Let me stop mid-blog for a moment and say that as a big reader myself, I am exceedingly careful not to give away the ending of a good book lest I ruin it for future readers. With that said, consider this a spoiler alert: I’m about to tell you what happens in the end of the book because a) it will only spoil the handful of minutes it would take you to get through its 32 pages, and b) it so perfectly captures what I’ve always believed is a fundamentally important lesson in discipline for parents or caregivers.
In the beginning of the book, Time-Out for Sophie paints a picture of a misbehaving bunny who repeatedly gets put into time-out by her understandably frustrated parents, only to return to her button-pushing behavior. I don’t think there’s a parent out there who hasn’t experienced challenging behaviors like Sophie’s, nor a parent/caregiver who hasn’t employed the same disciplinary approach with limited effect. The book ends, however, with a granny bunny who is clearly wise beyond her years. When Sophie’s limit-testing behavior ensues yet again while granny is reading a book to her, granny chooses a novel approach. She decides to give herself a time-out. And guess what happens? Sophie stops what she’s doing and all but begs for granny to take herself out of time-out and continue reading. It is so simple, and in my experience, highly effective. Go granny!

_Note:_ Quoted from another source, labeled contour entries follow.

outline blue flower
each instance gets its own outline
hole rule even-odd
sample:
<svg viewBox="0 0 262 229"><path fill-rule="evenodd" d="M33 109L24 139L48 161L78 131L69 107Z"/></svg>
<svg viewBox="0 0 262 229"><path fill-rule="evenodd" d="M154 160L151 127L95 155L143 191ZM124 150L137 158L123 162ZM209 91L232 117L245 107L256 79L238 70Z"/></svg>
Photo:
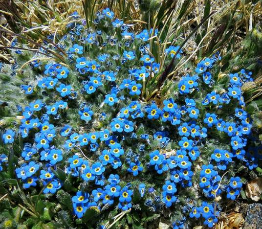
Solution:
<svg viewBox="0 0 262 229"><path fill-rule="evenodd" d="M92 165L90 171L93 174L100 176L105 172L105 170L106 168L103 166L102 164L100 162L97 162Z"/></svg>
<svg viewBox="0 0 262 229"><path fill-rule="evenodd" d="M136 160L135 163L131 162L129 165L129 168L128 168L128 171L130 173L132 173L133 175L134 176L137 176L139 172L141 172L142 170L143 167L139 160Z"/></svg>
<svg viewBox="0 0 262 229"><path fill-rule="evenodd" d="M21 85L21 88L26 94L31 94L33 93L33 86L32 85Z"/></svg>
<svg viewBox="0 0 262 229"><path fill-rule="evenodd" d="M123 22L123 20L120 20L117 18L113 22L112 22L112 24L115 28L120 27L123 23L124 22Z"/></svg>
<svg viewBox="0 0 262 229"><path fill-rule="evenodd" d="M77 69L81 69L87 67L87 61L85 57L77 58L76 67Z"/></svg>
<svg viewBox="0 0 262 229"><path fill-rule="evenodd" d="M48 171L42 170L40 171L41 175L40 177L41 179L43 180L51 180L53 179L55 175L49 169Z"/></svg>
<svg viewBox="0 0 262 229"><path fill-rule="evenodd" d="M42 101L40 99L36 100L35 102L31 102L29 104L30 110L31 111L39 111L41 110L44 106Z"/></svg>
<svg viewBox="0 0 262 229"><path fill-rule="evenodd" d="M212 82L212 76L209 71L206 71L203 74L203 81L206 84L210 84Z"/></svg>
<svg viewBox="0 0 262 229"><path fill-rule="evenodd" d="M190 150L192 147L193 143L193 140L189 140L186 137L183 137L182 140L178 142L178 145L183 150Z"/></svg>
<svg viewBox="0 0 262 229"><path fill-rule="evenodd" d="M212 127L214 125L216 125L218 123L217 115L215 114L206 114L204 123L207 124L209 127Z"/></svg>
<svg viewBox="0 0 262 229"><path fill-rule="evenodd" d="M14 131L12 130L7 130L3 135L3 140L4 144L11 143L14 142L15 135L16 134Z"/></svg>
<svg viewBox="0 0 262 229"><path fill-rule="evenodd" d="M208 179L211 178L216 175L216 172L213 169L214 166L212 164L202 166L202 170L200 173L200 177L205 177Z"/></svg>
<svg viewBox="0 0 262 229"><path fill-rule="evenodd" d="M129 94L131 95L139 95L141 94L140 89L142 85L140 84L137 84L135 81L132 81L128 86L128 89L130 90Z"/></svg>
<svg viewBox="0 0 262 229"><path fill-rule="evenodd" d="M42 148L44 149L49 148L49 140L44 135L41 135L40 136L36 137L35 140L37 143L36 147L38 149L40 149Z"/></svg>
<svg viewBox="0 0 262 229"><path fill-rule="evenodd" d="M217 94L215 92L212 92L211 93L208 94L206 98L212 102L213 104L216 105L218 104L219 97L219 95Z"/></svg>
<svg viewBox="0 0 262 229"><path fill-rule="evenodd" d="M22 152L22 156L25 160L28 160L31 159L32 156L35 154L37 150L34 148L25 147Z"/></svg>
<svg viewBox="0 0 262 229"><path fill-rule="evenodd" d="M23 181L23 187L24 188L29 188L32 186L35 187L36 186L36 182L37 181L37 177L31 177Z"/></svg>
<svg viewBox="0 0 262 229"><path fill-rule="evenodd" d="M26 164L23 164L21 168L16 169L15 171L18 178L21 178L22 180L25 180L27 178L26 166Z"/></svg>
<svg viewBox="0 0 262 229"><path fill-rule="evenodd" d="M201 208L200 207L195 207L192 208L192 210L189 213L189 217L190 218L198 219L200 217L201 213Z"/></svg>
<svg viewBox="0 0 262 229"><path fill-rule="evenodd" d="M84 170L83 174L81 175L83 180L86 181L93 181L95 178L94 174L93 174L89 167L87 167Z"/></svg>
<svg viewBox="0 0 262 229"><path fill-rule="evenodd" d="M117 103L118 99L115 94L109 94L106 95L105 103L109 106L113 106L115 103Z"/></svg>
<svg viewBox="0 0 262 229"><path fill-rule="evenodd" d="M162 187L163 190L166 192L168 194L174 194L176 192L176 188L175 184L170 181L167 181L165 184Z"/></svg>
<svg viewBox="0 0 262 229"><path fill-rule="evenodd" d="M124 121L124 131L126 133L131 132L134 130L133 122L131 121L126 120Z"/></svg>
<svg viewBox="0 0 262 229"><path fill-rule="evenodd" d="M55 115L57 114L58 108L56 104L53 104L51 106L46 106L46 114L52 114Z"/></svg>
<svg viewBox="0 0 262 229"><path fill-rule="evenodd" d="M74 205L73 211L75 215L78 218L83 217L86 211L87 211L87 207L84 206L82 204L76 204Z"/></svg>
<svg viewBox="0 0 262 229"><path fill-rule="evenodd" d="M163 103L165 105L163 110L165 112L174 113L177 108L177 105L175 103L174 99L172 98L164 100Z"/></svg>
<svg viewBox="0 0 262 229"><path fill-rule="evenodd" d="M163 201L168 207L171 207L172 204L175 202L177 199L175 196L168 194L167 192L163 192L162 193L162 201Z"/></svg>
<svg viewBox="0 0 262 229"><path fill-rule="evenodd" d="M132 200L133 191L128 189L128 187L125 186L121 190L119 195L119 201L121 203L126 202L130 203Z"/></svg>
<svg viewBox="0 0 262 229"><path fill-rule="evenodd" d="M56 76L58 79L66 79L69 73L69 70L67 68L63 67L62 69L60 69L57 70L58 74Z"/></svg>
<svg viewBox="0 0 262 229"><path fill-rule="evenodd" d="M230 83L232 85L236 86L240 86L242 85L238 73L230 73L229 74L229 77L230 78Z"/></svg>
<svg viewBox="0 0 262 229"><path fill-rule="evenodd" d="M88 202L89 194L86 192L78 191L76 196L72 198L72 201L74 204L86 204Z"/></svg>
<svg viewBox="0 0 262 229"><path fill-rule="evenodd" d="M29 164L25 166L24 169L26 171L25 175L27 177L30 177L36 173L39 169L39 164L36 164L34 161L30 161Z"/></svg>
<svg viewBox="0 0 262 229"><path fill-rule="evenodd" d="M160 154L158 150L155 150L150 154L150 164L154 165L155 164L160 164L164 160L164 156Z"/></svg>
<svg viewBox="0 0 262 229"><path fill-rule="evenodd" d="M79 136L79 139L81 146L87 145L88 143L88 137L89 136L87 134L84 134Z"/></svg>
<svg viewBox="0 0 262 229"><path fill-rule="evenodd" d="M241 149L243 145L241 138L239 136L235 136L231 137L231 141L230 143L233 149L235 150Z"/></svg>
<svg viewBox="0 0 262 229"><path fill-rule="evenodd" d="M77 155L74 155L72 158L68 159L68 161L70 163L70 167L75 168L81 165L83 159L80 158Z"/></svg>
<svg viewBox="0 0 262 229"><path fill-rule="evenodd" d="M112 19L114 17L114 14L113 12L111 11L109 8L106 8L103 10L103 14L107 17Z"/></svg>
<svg viewBox="0 0 262 229"><path fill-rule="evenodd" d="M89 82L87 84L85 84L84 88L88 94L92 94L96 91L96 88L92 82Z"/></svg>
<svg viewBox="0 0 262 229"><path fill-rule="evenodd" d="M161 110L158 109L154 103L146 108L146 112L148 113L147 117L150 119L158 118L161 113Z"/></svg>
<svg viewBox="0 0 262 229"><path fill-rule="evenodd" d="M191 128L186 122L178 127L178 134L180 136L188 137L190 135Z"/></svg>
<svg viewBox="0 0 262 229"><path fill-rule="evenodd" d="M76 142L79 138L79 135L77 133L75 133L70 136L70 139L72 142Z"/></svg>
<svg viewBox="0 0 262 229"><path fill-rule="evenodd" d="M115 182L112 182L110 184L106 186L106 190L108 195L113 197L117 197L119 196L121 188Z"/></svg>
<svg viewBox="0 0 262 229"><path fill-rule="evenodd" d="M130 60L133 60L135 57L134 52L132 51L127 51L124 50L123 56L125 58L127 58Z"/></svg>
<svg viewBox="0 0 262 229"><path fill-rule="evenodd" d="M102 152L102 154L99 156L99 160L102 161L102 163L103 165L107 165L108 164L112 163L114 159L111 155L110 151L104 150Z"/></svg>
<svg viewBox="0 0 262 229"><path fill-rule="evenodd" d="M191 118L196 119L199 114L199 111L195 107L189 107L187 109L187 111L189 114L189 117Z"/></svg>
<svg viewBox="0 0 262 229"><path fill-rule="evenodd" d="M204 221L204 224L207 225L209 228L213 228L215 224L217 223L218 219L214 215L211 215Z"/></svg>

So what’s the moral of the Sophie story? The answer isn’t actually as short as it may seem, because this book manages to dive layers deep into the importance of early childhood development and positive parenting – illustrating how much more effective it is when adults apply a good understanding of predictable early childhood behaviors and then help young children learn to want to spend time–in rather than assign them time-out. These skills may not seem like rocket science, but they are, in fact, consistent with brain science. How we interact with young children has everything to do with how their brains develop. The social, emotional and cognitive milestones of early childhood are both important and clearly defined, as are the developmental milestones of early literacy. And the importance of a caring, responsive adult and the development of executive function skills in preschoolers should not be underestimated, as they are central to our children’s healthy growth and development. It was for these reasons that I was left thinking about my conviction that young children would be better off if we, as parents, not only made time to read aloud to them each and every day, but if we also strove to possess the insight and patience of Sophie’s granny….and Max and Ruby’s mom, Rosemary Wells.